White blood cell (WBC) phagocytosis was investigated as a potential immunological indicator of methylmercury (MeHg) exposure in birds. The assay was first assessed using chicken WBCs dosed with MeHg in vitro either in whole blood or as isolated cells and later using blood of wild common loons exposed in vivo to a range of dietary MeHg and having a range of blood-Hg concentrations. Whole blood and isolated WBCs from captive chickens were exposed to a range of MeHg concentrations for 3 h.
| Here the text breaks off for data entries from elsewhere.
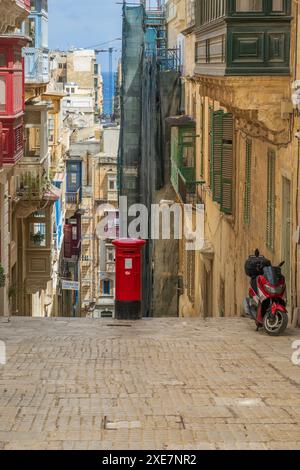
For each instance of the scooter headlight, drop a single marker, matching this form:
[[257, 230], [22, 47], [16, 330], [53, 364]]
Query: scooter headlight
[[274, 290]]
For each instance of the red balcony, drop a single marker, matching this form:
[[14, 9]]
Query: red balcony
[[12, 97], [0, 145]]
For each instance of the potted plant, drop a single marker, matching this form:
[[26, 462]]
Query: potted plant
[[2, 276]]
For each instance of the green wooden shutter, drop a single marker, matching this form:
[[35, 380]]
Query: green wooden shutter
[[217, 137], [211, 149], [202, 137], [270, 200], [247, 194], [227, 164]]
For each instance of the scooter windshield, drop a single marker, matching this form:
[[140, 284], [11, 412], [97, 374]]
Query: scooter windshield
[[271, 274]]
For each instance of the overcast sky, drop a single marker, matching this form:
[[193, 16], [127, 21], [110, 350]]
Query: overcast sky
[[85, 23]]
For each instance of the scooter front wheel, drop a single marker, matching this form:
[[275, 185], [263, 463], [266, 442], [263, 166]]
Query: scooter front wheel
[[276, 324]]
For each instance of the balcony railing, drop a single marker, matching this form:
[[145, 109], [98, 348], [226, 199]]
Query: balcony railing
[[36, 65]]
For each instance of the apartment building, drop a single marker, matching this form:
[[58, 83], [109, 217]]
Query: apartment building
[[105, 196], [12, 105], [235, 150]]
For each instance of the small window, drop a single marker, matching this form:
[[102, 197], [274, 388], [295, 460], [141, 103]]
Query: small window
[[38, 234], [112, 184], [74, 233], [73, 178], [249, 5], [277, 5], [2, 59], [106, 287], [110, 254]]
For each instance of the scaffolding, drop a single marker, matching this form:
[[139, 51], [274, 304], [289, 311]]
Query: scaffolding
[[150, 92]]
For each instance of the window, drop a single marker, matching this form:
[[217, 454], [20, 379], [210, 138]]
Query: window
[[249, 5], [37, 230], [2, 94], [32, 141], [51, 127], [18, 138], [210, 10], [221, 159], [112, 183], [277, 5], [74, 232], [187, 148], [270, 200], [110, 254], [31, 29], [247, 188]]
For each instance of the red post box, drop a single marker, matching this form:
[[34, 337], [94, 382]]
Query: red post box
[[128, 278]]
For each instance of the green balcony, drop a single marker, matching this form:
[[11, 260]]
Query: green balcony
[[183, 158], [243, 37]]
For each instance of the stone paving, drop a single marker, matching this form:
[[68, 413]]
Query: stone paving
[[155, 384]]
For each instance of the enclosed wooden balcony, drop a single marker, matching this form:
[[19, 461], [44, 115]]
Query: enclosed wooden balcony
[[242, 37], [16, 12], [11, 97], [36, 66]]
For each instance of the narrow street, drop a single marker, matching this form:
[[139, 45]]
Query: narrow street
[[154, 384]]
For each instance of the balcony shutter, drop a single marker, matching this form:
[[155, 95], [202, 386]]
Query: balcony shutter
[[247, 194], [216, 160], [270, 200], [227, 164]]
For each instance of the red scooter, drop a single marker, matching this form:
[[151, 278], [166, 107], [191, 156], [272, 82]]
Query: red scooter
[[266, 303]]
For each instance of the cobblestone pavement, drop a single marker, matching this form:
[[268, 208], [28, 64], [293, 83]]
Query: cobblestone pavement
[[155, 384]]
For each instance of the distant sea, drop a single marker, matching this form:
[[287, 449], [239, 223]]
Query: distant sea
[[108, 98]]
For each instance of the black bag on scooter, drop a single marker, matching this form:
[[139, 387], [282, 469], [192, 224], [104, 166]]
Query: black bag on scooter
[[255, 264]]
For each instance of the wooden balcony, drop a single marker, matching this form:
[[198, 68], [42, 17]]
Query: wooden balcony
[[16, 12], [36, 66], [73, 199]]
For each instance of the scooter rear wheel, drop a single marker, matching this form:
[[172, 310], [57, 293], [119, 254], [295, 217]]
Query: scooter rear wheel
[[276, 324]]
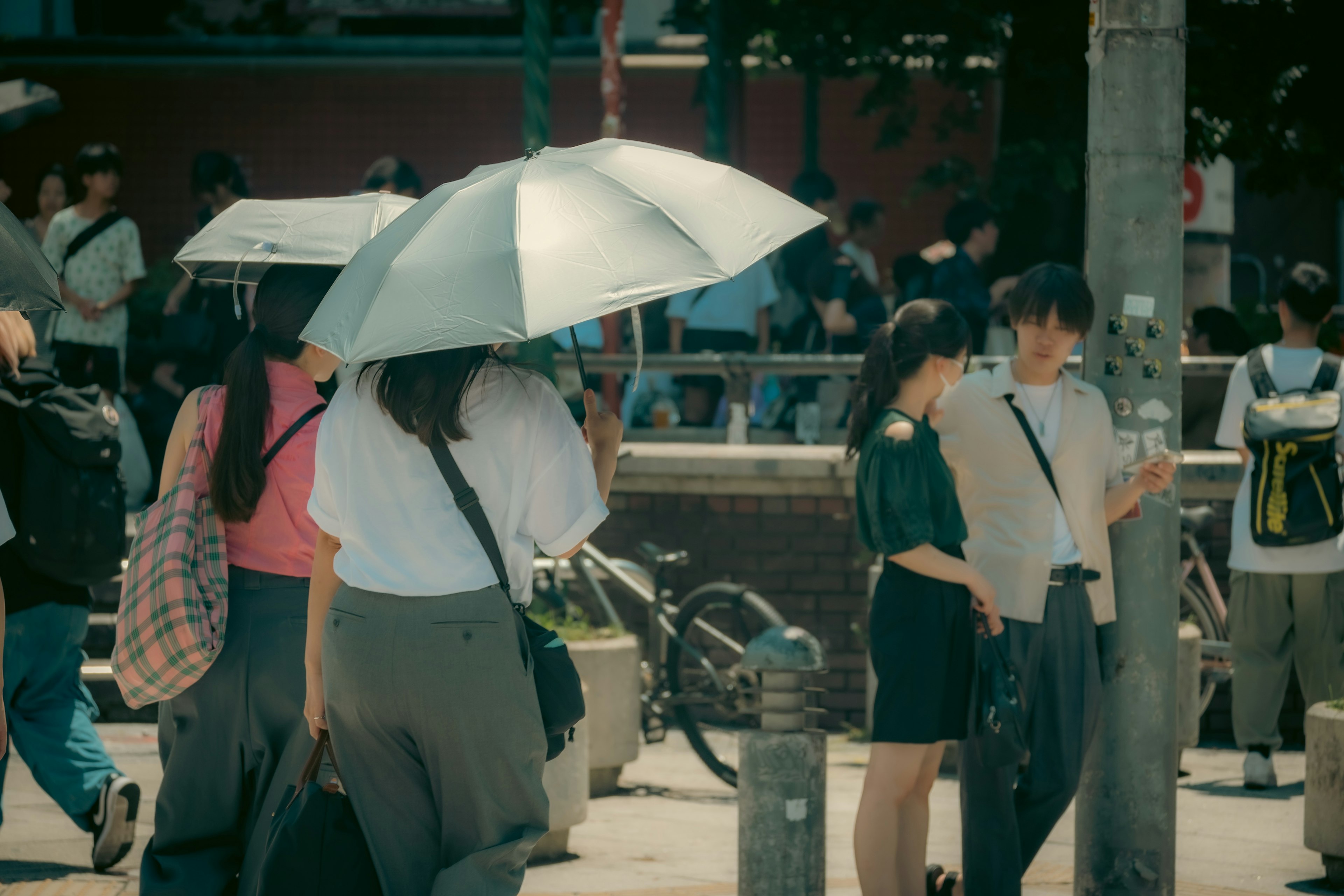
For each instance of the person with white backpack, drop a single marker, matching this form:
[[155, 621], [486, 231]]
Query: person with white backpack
[[1287, 561]]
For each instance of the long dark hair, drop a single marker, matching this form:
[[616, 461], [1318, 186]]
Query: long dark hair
[[898, 350], [287, 299], [424, 393]]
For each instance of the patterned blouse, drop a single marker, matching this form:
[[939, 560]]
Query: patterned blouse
[[96, 272]]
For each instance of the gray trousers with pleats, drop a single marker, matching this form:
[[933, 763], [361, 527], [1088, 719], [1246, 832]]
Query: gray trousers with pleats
[[437, 730], [1007, 817]]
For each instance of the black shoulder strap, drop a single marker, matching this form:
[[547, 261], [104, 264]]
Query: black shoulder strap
[[294, 429], [89, 233], [467, 502], [1328, 374], [1035, 447], [1260, 374]]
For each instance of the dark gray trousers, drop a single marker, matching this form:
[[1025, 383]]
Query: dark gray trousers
[[439, 735], [230, 745], [1006, 816]]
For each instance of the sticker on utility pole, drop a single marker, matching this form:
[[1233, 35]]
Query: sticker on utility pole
[[1128, 444], [1139, 306]]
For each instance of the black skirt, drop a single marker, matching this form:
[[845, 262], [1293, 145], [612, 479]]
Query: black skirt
[[924, 649]]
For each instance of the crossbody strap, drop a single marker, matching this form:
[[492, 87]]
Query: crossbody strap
[[467, 502], [89, 234], [294, 429], [1035, 447]]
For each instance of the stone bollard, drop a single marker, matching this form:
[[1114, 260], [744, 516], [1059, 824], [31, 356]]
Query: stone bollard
[[1323, 812], [1189, 653], [783, 773]]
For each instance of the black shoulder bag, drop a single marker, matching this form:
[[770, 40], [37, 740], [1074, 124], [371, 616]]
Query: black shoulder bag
[[558, 688], [88, 236]]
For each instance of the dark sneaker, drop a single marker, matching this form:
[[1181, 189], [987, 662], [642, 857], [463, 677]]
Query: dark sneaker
[[115, 821]]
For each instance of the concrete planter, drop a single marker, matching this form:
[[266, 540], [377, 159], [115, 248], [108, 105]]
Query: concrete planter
[[611, 673], [1323, 822], [566, 786]]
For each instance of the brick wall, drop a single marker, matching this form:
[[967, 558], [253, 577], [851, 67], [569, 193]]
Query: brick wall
[[802, 554]]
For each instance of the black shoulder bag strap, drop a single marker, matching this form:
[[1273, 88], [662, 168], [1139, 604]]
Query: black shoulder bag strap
[[1035, 447], [294, 429], [467, 502], [1328, 374], [1260, 374], [89, 234]]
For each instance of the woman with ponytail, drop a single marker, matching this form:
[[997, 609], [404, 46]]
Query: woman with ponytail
[[921, 629], [234, 739]]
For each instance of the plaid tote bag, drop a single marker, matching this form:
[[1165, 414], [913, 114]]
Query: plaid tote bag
[[175, 594]]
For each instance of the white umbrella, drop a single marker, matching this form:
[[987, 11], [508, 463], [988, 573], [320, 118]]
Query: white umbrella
[[525, 248], [243, 242]]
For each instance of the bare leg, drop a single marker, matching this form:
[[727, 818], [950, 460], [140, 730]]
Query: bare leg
[[893, 774], [913, 825]]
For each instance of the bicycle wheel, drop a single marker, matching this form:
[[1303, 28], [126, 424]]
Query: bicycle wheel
[[1197, 606], [717, 620]]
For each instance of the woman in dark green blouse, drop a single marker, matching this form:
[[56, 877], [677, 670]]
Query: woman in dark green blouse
[[921, 629]]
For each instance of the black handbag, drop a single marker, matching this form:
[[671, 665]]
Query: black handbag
[[558, 688], [1000, 707], [316, 847]]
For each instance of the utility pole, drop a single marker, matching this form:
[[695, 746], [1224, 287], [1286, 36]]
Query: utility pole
[[537, 73], [715, 88], [1136, 104]]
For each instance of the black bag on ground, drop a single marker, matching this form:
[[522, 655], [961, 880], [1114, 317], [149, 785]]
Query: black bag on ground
[[1000, 707], [558, 688], [72, 515], [316, 847], [1295, 468]]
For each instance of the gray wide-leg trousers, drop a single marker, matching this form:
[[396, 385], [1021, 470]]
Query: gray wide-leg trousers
[[230, 743], [1007, 817], [436, 726]]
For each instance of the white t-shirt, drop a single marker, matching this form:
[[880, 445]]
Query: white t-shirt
[[1050, 401], [1291, 369], [378, 489], [730, 306], [6, 523]]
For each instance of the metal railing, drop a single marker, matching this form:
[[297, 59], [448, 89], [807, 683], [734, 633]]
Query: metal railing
[[745, 363]]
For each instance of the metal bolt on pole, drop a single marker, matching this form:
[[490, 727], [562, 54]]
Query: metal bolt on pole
[[783, 773], [537, 73], [1127, 803]]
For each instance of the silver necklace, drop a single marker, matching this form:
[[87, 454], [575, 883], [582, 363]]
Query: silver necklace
[[1031, 406]]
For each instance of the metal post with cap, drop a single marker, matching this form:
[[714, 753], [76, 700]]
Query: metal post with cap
[[783, 771]]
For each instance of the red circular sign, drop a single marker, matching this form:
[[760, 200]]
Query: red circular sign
[[1194, 192]]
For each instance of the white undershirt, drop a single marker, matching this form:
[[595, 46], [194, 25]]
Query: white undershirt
[[1033, 399]]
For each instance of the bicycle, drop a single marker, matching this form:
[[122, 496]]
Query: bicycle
[[1203, 605], [691, 657]]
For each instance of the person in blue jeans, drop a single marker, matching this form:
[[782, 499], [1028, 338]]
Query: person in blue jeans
[[48, 710]]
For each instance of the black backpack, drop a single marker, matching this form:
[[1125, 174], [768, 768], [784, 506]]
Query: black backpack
[[72, 510], [1295, 468]]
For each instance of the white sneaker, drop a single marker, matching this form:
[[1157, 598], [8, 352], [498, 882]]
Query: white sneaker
[[1260, 771], [115, 821]]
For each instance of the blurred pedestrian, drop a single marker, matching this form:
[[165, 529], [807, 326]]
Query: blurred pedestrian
[[393, 175], [217, 182], [733, 316], [1287, 602], [53, 195], [232, 742], [972, 229], [846, 284], [443, 750], [48, 708], [96, 250], [921, 630]]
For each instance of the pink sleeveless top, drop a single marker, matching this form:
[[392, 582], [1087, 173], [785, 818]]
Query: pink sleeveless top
[[280, 537]]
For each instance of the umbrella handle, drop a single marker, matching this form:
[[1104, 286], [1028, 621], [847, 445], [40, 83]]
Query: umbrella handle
[[579, 357]]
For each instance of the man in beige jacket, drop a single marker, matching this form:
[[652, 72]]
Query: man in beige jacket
[[1046, 550]]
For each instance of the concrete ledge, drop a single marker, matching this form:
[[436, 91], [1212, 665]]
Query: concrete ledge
[[820, 471]]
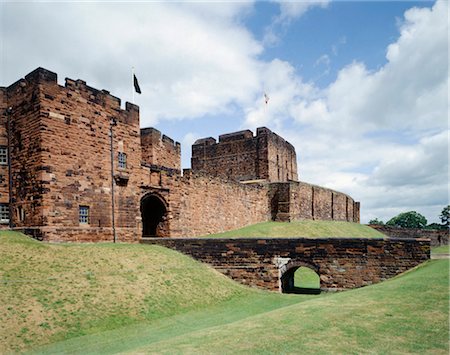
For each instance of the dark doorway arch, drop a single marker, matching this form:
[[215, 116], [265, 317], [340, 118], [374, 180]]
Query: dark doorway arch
[[300, 278], [154, 216]]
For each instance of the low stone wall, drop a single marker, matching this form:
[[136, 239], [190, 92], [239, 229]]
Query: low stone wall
[[342, 263], [80, 234], [437, 237]]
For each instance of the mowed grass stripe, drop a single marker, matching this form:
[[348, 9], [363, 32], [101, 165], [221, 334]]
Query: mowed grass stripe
[[50, 292], [304, 229], [408, 314]]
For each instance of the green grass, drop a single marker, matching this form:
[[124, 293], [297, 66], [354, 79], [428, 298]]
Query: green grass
[[105, 298], [443, 249], [304, 228], [306, 278], [407, 314]]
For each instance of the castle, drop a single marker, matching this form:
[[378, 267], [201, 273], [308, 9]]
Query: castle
[[75, 166]]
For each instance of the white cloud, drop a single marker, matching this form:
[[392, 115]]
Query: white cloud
[[191, 59], [382, 135], [289, 11], [195, 58]]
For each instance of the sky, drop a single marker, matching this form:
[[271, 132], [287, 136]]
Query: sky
[[359, 88]]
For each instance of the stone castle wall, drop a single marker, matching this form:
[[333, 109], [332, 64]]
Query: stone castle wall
[[61, 159], [437, 237], [199, 204], [4, 171], [61, 162], [243, 156], [159, 149], [300, 200], [342, 263]]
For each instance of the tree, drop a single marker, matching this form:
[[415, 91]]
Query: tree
[[376, 221], [410, 219], [445, 216], [436, 226]]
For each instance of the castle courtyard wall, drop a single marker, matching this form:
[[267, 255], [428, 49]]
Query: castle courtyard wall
[[61, 162], [158, 149], [4, 170]]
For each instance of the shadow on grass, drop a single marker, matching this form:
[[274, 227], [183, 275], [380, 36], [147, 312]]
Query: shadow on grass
[[303, 291]]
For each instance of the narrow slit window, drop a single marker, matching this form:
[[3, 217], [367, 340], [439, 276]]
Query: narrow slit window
[[3, 155], [84, 215], [4, 213], [122, 160]]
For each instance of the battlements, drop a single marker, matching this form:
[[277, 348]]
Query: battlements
[[41, 76], [244, 156], [159, 149]]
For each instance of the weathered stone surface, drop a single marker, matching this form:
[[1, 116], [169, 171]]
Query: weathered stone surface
[[159, 149], [341, 263], [61, 160], [242, 156]]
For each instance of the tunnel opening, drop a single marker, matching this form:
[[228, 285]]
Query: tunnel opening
[[300, 280], [154, 217]]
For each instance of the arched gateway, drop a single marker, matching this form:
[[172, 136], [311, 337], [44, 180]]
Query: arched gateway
[[154, 216], [287, 278]]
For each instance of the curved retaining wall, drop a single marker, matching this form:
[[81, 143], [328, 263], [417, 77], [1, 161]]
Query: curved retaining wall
[[342, 263]]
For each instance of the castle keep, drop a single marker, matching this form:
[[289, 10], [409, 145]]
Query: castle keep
[[75, 166]]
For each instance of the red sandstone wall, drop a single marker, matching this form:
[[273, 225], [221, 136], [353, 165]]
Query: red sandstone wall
[[341, 263], [299, 200], [4, 176], [437, 237], [159, 149], [70, 138], [208, 205], [242, 156], [27, 167], [282, 160]]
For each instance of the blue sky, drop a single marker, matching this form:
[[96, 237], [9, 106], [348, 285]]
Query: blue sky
[[360, 88]]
After MeHg exposure, cells were incubated with fluorescent latex microbeads (diameter = 1.75 microm), fixed, and analyzed for size, complexity, and fluorescent intensity by flow cytometry. MeHg significantly depressed phagocytic activity when added to isolated WBCs at concentrations > 0.01 microg/ml, but not when added to whole blood up to 50 microg/ml. Similarly, no significant relationship between the concentration of Hg in whole blood and phagocytic capacity of WBCs in free-living loons was observed. Our results suggest that the phagocytosis assay, although rapid and convenient for use in field studies with wildlife species, is not a responsive immunological indicator of MeHg exposure at environmentally realistic concentrations of blood-Hg in wild loons. Assays that measure other immunologic endpoints (e.g., bacterial killing assay, PHA skin test, and mitogen-induced lymphocyte proliferation) should be assessed with respect to their ability to detect MeHg immunotoxicity in wild birds.